Security and threat model
We assume Relaygate is a high-value target because we hold debrid credentials and mediate traffic.
Secrets
- We encrypt upstream debrid tokens at rest.
- We hash developer API secrets like passwords; we never store them reversibly.
- We never log raw proxy keys, developer secrets, or debrid tokens in application logs or queue payloads.
- We redact query parameters and headers in audit trails where they might contain tokens.
We also store provider transcripts for debugging, with strict redaction rules:
- no raw bearer tokens
- no internal shared tokens
- injected query tokens are persisted as
[REDACTED]
Authentication surfaces
| Credential | Who holds it | Purpose |
|---|---|---|
| Developer API secret + addon identifier | Addon server | Proves an approved integration. |
| User proxy API key | End user (Stremio config) | Selects vault; must be paired with valid developer auth on each call. |
| Session / 2FA | End user (browser) | Dashboard and vault management only. |
Inbound vs outbound
Inbound to Relaygate: addon developers (not “Real-Debrid as a customer”).

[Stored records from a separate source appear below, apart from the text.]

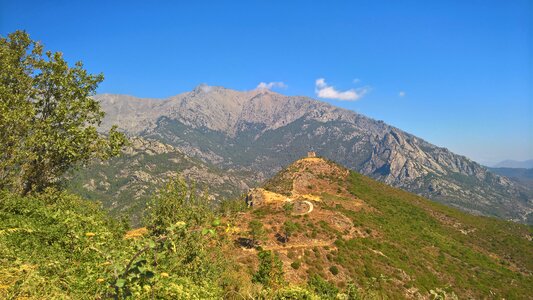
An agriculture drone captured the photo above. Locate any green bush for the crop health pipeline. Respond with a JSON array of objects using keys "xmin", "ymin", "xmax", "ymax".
[
  {"xmin": 291, "ymin": 260, "xmax": 302, "ymax": 270},
  {"xmin": 307, "ymin": 274, "xmax": 339, "ymax": 299},
  {"xmin": 252, "ymin": 251, "xmax": 284, "ymax": 287},
  {"xmin": 329, "ymin": 266, "xmax": 339, "ymax": 275}
]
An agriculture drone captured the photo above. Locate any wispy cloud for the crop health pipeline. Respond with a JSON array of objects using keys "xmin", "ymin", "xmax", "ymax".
[
  {"xmin": 315, "ymin": 78, "xmax": 369, "ymax": 101},
  {"xmin": 256, "ymin": 81, "xmax": 288, "ymax": 90}
]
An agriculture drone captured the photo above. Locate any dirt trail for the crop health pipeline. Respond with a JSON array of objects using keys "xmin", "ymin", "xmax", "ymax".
[{"xmin": 262, "ymin": 241, "xmax": 333, "ymax": 250}]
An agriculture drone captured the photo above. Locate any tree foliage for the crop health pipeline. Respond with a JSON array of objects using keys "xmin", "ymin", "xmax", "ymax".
[
  {"xmin": 248, "ymin": 220, "xmax": 266, "ymax": 245},
  {"xmin": 252, "ymin": 250, "xmax": 285, "ymax": 288},
  {"xmin": 0, "ymin": 31, "xmax": 126, "ymax": 194}
]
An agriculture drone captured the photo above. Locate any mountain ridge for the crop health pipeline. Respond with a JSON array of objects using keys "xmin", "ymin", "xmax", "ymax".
[{"xmin": 92, "ymin": 85, "xmax": 533, "ymax": 222}]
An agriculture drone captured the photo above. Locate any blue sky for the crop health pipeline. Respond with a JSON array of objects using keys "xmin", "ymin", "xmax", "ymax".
[{"xmin": 0, "ymin": 0, "xmax": 533, "ymax": 163}]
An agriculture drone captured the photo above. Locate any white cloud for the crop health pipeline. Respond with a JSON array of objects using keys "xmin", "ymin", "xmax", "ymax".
[
  {"xmin": 315, "ymin": 78, "xmax": 369, "ymax": 101},
  {"xmin": 256, "ymin": 81, "xmax": 288, "ymax": 90}
]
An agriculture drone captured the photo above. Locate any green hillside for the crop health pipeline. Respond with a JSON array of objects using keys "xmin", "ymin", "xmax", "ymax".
[{"xmin": 0, "ymin": 158, "xmax": 533, "ymax": 299}]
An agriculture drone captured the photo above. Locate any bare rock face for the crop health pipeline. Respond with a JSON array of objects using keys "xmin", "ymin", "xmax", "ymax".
[{"xmin": 97, "ymin": 85, "xmax": 533, "ymax": 222}]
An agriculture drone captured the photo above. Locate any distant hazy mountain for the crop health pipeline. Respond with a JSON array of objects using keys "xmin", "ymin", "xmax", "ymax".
[
  {"xmin": 489, "ymin": 168, "xmax": 533, "ymax": 191},
  {"xmin": 89, "ymin": 85, "xmax": 533, "ymax": 222},
  {"xmin": 492, "ymin": 159, "xmax": 533, "ymax": 169}
]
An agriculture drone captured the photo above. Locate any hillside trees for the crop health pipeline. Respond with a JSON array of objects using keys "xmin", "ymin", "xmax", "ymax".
[{"xmin": 0, "ymin": 31, "xmax": 126, "ymax": 194}]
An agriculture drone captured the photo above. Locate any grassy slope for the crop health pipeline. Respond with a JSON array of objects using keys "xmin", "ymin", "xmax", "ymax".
[{"xmin": 334, "ymin": 173, "xmax": 533, "ymax": 299}]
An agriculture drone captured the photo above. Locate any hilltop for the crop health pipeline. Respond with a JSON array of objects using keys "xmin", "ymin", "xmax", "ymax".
[
  {"xmin": 224, "ymin": 157, "xmax": 533, "ymax": 299},
  {"xmin": 96, "ymin": 85, "xmax": 533, "ymax": 222}
]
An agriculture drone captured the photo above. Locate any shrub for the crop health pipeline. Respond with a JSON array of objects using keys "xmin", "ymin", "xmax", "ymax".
[
  {"xmin": 252, "ymin": 251, "xmax": 284, "ymax": 287},
  {"xmin": 307, "ymin": 275, "xmax": 339, "ymax": 299},
  {"xmin": 329, "ymin": 266, "xmax": 339, "ymax": 275},
  {"xmin": 291, "ymin": 260, "xmax": 302, "ymax": 270}
]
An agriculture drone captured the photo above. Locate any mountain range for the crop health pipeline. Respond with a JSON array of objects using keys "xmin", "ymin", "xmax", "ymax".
[{"xmin": 81, "ymin": 85, "xmax": 533, "ymax": 223}]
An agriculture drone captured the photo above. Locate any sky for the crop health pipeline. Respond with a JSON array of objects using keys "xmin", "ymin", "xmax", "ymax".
[{"xmin": 0, "ymin": 0, "xmax": 533, "ymax": 164}]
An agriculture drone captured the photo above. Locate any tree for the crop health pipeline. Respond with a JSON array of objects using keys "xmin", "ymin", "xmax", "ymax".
[
  {"xmin": 248, "ymin": 220, "xmax": 265, "ymax": 245},
  {"xmin": 252, "ymin": 250, "xmax": 284, "ymax": 288},
  {"xmin": 0, "ymin": 31, "xmax": 126, "ymax": 194}
]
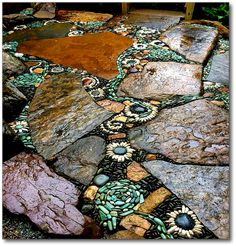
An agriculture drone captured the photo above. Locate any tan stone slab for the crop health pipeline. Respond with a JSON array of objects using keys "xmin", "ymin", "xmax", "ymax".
[
  {"xmin": 17, "ymin": 32, "xmax": 133, "ymax": 79},
  {"xmin": 57, "ymin": 10, "xmax": 113, "ymax": 22},
  {"xmin": 120, "ymin": 214, "xmax": 151, "ymax": 237},
  {"xmin": 96, "ymin": 99, "xmax": 125, "ymax": 113},
  {"xmin": 127, "ymin": 161, "xmax": 150, "ymax": 181},
  {"xmin": 138, "ymin": 187, "xmax": 171, "ymax": 214}
]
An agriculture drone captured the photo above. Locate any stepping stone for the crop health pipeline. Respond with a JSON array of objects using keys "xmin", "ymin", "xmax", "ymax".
[
  {"xmin": 3, "ymin": 152, "xmax": 85, "ymax": 235},
  {"xmin": 53, "ymin": 136, "xmax": 106, "ymax": 185},
  {"xmin": 28, "ymin": 74, "xmax": 113, "ymax": 159},
  {"xmin": 57, "ymin": 10, "xmax": 113, "ymax": 22},
  {"xmin": 143, "ymin": 160, "xmax": 230, "ymax": 239},
  {"xmin": 207, "ymin": 51, "xmax": 230, "ymax": 84},
  {"xmin": 129, "ymin": 100, "xmax": 229, "ymax": 165},
  {"xmin": 3, "ymin": 23, "xmax": 73, "ymax": 43},
  {"xmin": 124, "ymin": 9, "xmax": 183, "ymax": 31},
  {"xmin": 160, "ymin": 25, "xmax": 218, "ymax": 63},
  {"xmin": 18, "ymin": 32, "xmax": 133, "ymax": 79},
  {"xmin": 117, "ymin": 62, "xmax": 202, "ymax": 100}
]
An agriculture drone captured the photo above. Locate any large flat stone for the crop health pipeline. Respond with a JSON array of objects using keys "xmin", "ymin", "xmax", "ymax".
[
  {"xmin": 207, "ymin": 51, "xmax": 230, "ymax": 84},
  {"xmin": 53, "ymin": 136, "xmax": 106, "ymax": 185},
  {"xmin": 143, "ymin": 161, "xmax": 230, "ymax": 239},
  {"xmin": 3, "ymin": 152, "xmax": 85, "ymax": 235},
  {"xmin": 57, "ymin": 10, "xmax": 112, "ymax": 22},
  {"xmin": 129, "ymin": 100, "xmax": 229, "ymax": 165},
  {"xmin": 3, "ymin": 23, "xmax": 73, "ymax": 43},
  {"xmin": 28, "ymin": 74, "xmax": 113, "ymax": 159},
  {"xmin": 18, "ymin": 32, "xmax": 133, "ymax": 79},
  {"xmin": 160, "ymin": 25, "xmax": 218, "ymax": 63},
  {"xmin": 118, "ymin": 62, "xmax": 202, "ymax": 100}
]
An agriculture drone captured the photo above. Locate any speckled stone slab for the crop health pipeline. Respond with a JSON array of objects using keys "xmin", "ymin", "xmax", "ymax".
[
  {"xmin": 3, "ymin": 23, "xmax": 73, "ymax": 43},
  {"xmin": 129, "ymin": 100, "xmax": 229, "ymax": 165},
  {"xmin": 143, "ymin": 160, "xmax": 230, "ymax": 239},
  {"xmin": 28, "ymin": 74, "xmax": 113, "ymax": 159},
  {"xmin": 160, "ymin": 25, "xmax": 218, "ymax": 63},
  {"xmin": 117, "ymin": 62, "xmax": 202, "ymax": 100},
  {"xmin": 207, "ymin": 51, "xmax": 230, "ymax": 84},
  {"xmin": 18, "ymin": 32, "xmax": 133, "ymax": 79}
]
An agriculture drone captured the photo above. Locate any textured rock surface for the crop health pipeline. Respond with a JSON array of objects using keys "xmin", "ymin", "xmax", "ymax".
[
  {"xmin": 34, "ymin": 3, "xmax": 56, "ymax": 19},
  {"xmin": 2, "ymin": 121, "xmax": 24, "ymax": 161},
  {"xmin": 53, "ymin": 136, "xmax": 106, "ymax": 185},
  {"xmin": 3, "ymin": 82, "xmax": 27, "ymax": 122},
  {"xmin": 18, "ymin": 32, "xmax": 133, "ymax": 79},
  {"xmin": 57, "ymin": 10, "xmax": 112, "ymax": 22},
  {"xmin": 207, "ymin": 51, "xmax": 230, "ymax": 84},
  {"xmin": 160, "ymin": 25, "xmax": 218, "ymax": 63},
  {"xmin": 107, "ymin": 230, "xmax": 144, "ymax": 240},
  {"xmin": 2, "ymin": 51, "xmax": 26, "ymax": 76},
  {"xmin": 3, "ymin": 153, "xmax": 85, "ymax": 235},
  {"xmin": 28, "ymin": 74, "xmax": 112, "ymax": 159},
  {"xmin": 118, "ymin": 62, "xmax": 202, "ymax": 100},
  {"xmin": 143, "ymin": 161, "xmax": 230, "ymax": 239},
  {"xmin": 3, "ymin": 23, "xmax": 73, "ymax": 43},
  {"xmin": 129, "ymin": 100, "xmax": 229, "ymax": 165}
]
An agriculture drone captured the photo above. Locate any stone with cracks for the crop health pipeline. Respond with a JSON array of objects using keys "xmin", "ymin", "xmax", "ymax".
[
  {"xmin": 53, "ymin": 136, "xmax": 106, "ymax": 185},
  {"xmin": 160, "ymin": 25, "xmax": 218, "ymax": 63},
  {"xmin": 3, "ymin": 152, "xmax": 85, "ymax": 235},
  {"xmin": 18, "ymin": 32, "xmax": 133, "ymax": 80},
  {"xmin": 118, "ymin": 62, "xmax": 202, "ymax": 100},
  {"xmin": 207, "ymin": 51, "xmax": 230, "ymax": 84},
  {"xmin": 129, "ymin": 99, "xmax": 229, "ymax": 165},
  {"xmin": 28, "ymin": 74, "xmax": 113, "ymax": 159},
  {"xmin": 143, "ymin": 161, "xmax": 230, "ymax": 239}
]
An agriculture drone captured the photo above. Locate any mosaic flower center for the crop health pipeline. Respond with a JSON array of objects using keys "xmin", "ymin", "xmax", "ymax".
[
  {"xmin": 130, "ymin": 105, "xmax": 147, "ymax": 114},
  {"xmin": 113, "ymin": 146, "xmax": 127, "ymax": 155},
  {"xmin": 175, "ymin": 214, "xmax": 195, "ymax": 230}
]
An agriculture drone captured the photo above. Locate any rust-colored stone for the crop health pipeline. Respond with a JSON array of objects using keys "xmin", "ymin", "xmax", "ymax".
[
  {"xmin": 17, "ymin": 32, "xmax": 133, "ymax": 79},
  {"xmin": 108, "ymin": 230, "xmax": 145, "ymax": 240},
  {"xmin": 120, "ymin": 214, "xmax": 151, "ymax": 237},
  {"xmin": 146, "ymin": 154, "xmax": 157, "ymax": 161},
  {"xmin": 57, "ymin": 10, "xmax": 112, "ymax": 22},
  {"xmin": 84, "ymin": 185, "xmax": 98, "ymax": 201},
  {"xmin": 107, "ymin": 133, "xmax": 126, "ymax": 140},
  {"xmin": 138, "ymin": 187, "xmax": 171, "ymax": 214},
  {"xmin": 96, "ymin": 99, "xmax": 125, "ymax": 113},
  {"xmin": 127, "ymin": 161, "xmax": 150, "ymax": 181}
]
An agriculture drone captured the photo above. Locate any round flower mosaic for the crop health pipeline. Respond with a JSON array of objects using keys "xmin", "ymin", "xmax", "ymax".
[
  {"xmin": 95, "ymin": 179, "xmax": 144, "ymax": 231},
  {"xmin": 106, "ymin": 142, "xmax": 135, "ymax": 162},
  {"xmin": 166, "ymin": 205, "xmax": 203, "ymax": 238},
  {"xmin": 124, "ymin": 103, "xmax": 157, "ymax": 122}
]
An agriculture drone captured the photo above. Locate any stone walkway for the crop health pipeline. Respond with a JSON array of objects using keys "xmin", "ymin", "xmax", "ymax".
[{"xmin": 3, "ymin": 8, "xmax": 229, "ymax": 239}]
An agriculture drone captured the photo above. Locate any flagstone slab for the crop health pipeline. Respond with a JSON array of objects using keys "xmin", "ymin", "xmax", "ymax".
[
  {"xmin": 3, "ymin": 23, "xmax": 73, "ymax": 43},
  {"xmin": 207, "ymin": 51, "xmax": 230, "ymax": 84},
  {"xmin": 3, "ymin": 152, "xmax": 85, "ymax": 235},
  {"xmin": 129, "ymin": 99, "xmax": 229, "ymax": 165},
  {"xmin": 118, "ymin": 62, "xmax": 202, "ymax": 100},
  {"xmin": 53, "ymin": 136, "xmax": 106, "ymax": 185},
  {"xmin": 160, "ymin": 25, "xmax": 218, "ymax": 63},
  {"xmin": 142, "ymin": 160, "xmax": 230, "ymax": 239},
  {"xmin": 57, "ymin": 10, "xmax": 113, "ymax": 22},
  {"xmin": 18, "ymin": 32, "xmax": 133, "ymax": 79},
  {"xmin": 28, "ymin": 74, "xmax": 113, "ymax": 159}
]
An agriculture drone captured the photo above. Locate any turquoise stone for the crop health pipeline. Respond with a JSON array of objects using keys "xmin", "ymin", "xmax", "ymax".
[
  {"xmin": 93, "ymin": 174, "xmax": 110, "ymax": 186},
  {"xmin": 175, "ymin": 213, "xmax": 195, "ymax": 230},
  {"xmin": 113, "ymin": 146, "xmax": 127, "ymax": 155}
]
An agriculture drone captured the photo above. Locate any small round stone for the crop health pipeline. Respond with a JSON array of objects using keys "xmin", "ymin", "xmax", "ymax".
[
  {"xmin": 175, "ymin": 214, "xmax": 195, "ymax": 230},
  {"xmin": 93, "ymin": 174, "xmax": 110, "ymax": 186},
  {"xmin": 113, "ymin": 146, "xmax": 127, "ymax": 155}
]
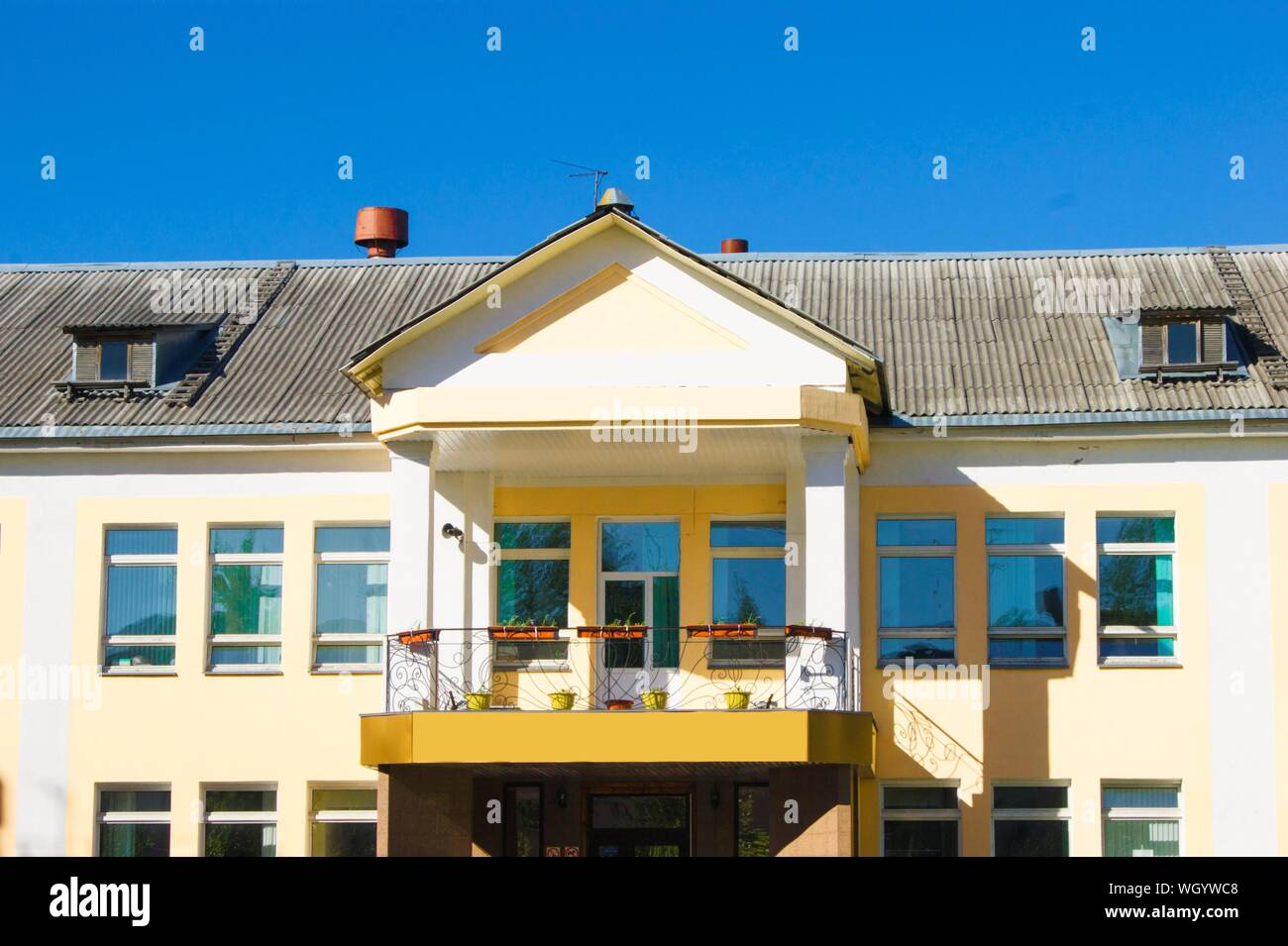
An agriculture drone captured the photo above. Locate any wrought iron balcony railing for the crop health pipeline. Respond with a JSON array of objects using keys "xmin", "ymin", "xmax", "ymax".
[{"xmin": 385, "ymin": 624, "xmax": 859, "ymax": 713}]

Outbound to debrids: Relaygate uses the user’s vault token for the selected provider.
Rate limiting and abuse
We rate-limit by client IP and by credential ids. We monitor 429/error spikes from upstreams. We may revoke developer approval or disable user keys on abuse.
IP allow/deny
The IP we see is usually the addon backend, not the viewer’s TV. We document this clearly for users. Client-supplied forwarded headers are spoofable and are not trusted.
Incident response (outline)
- Rotate compromised secrets; force developer secret rotation where needed.
- Invalidate affected user proxy keys and notify users.
- Preserve audit logs for investigation (subject to retention policy).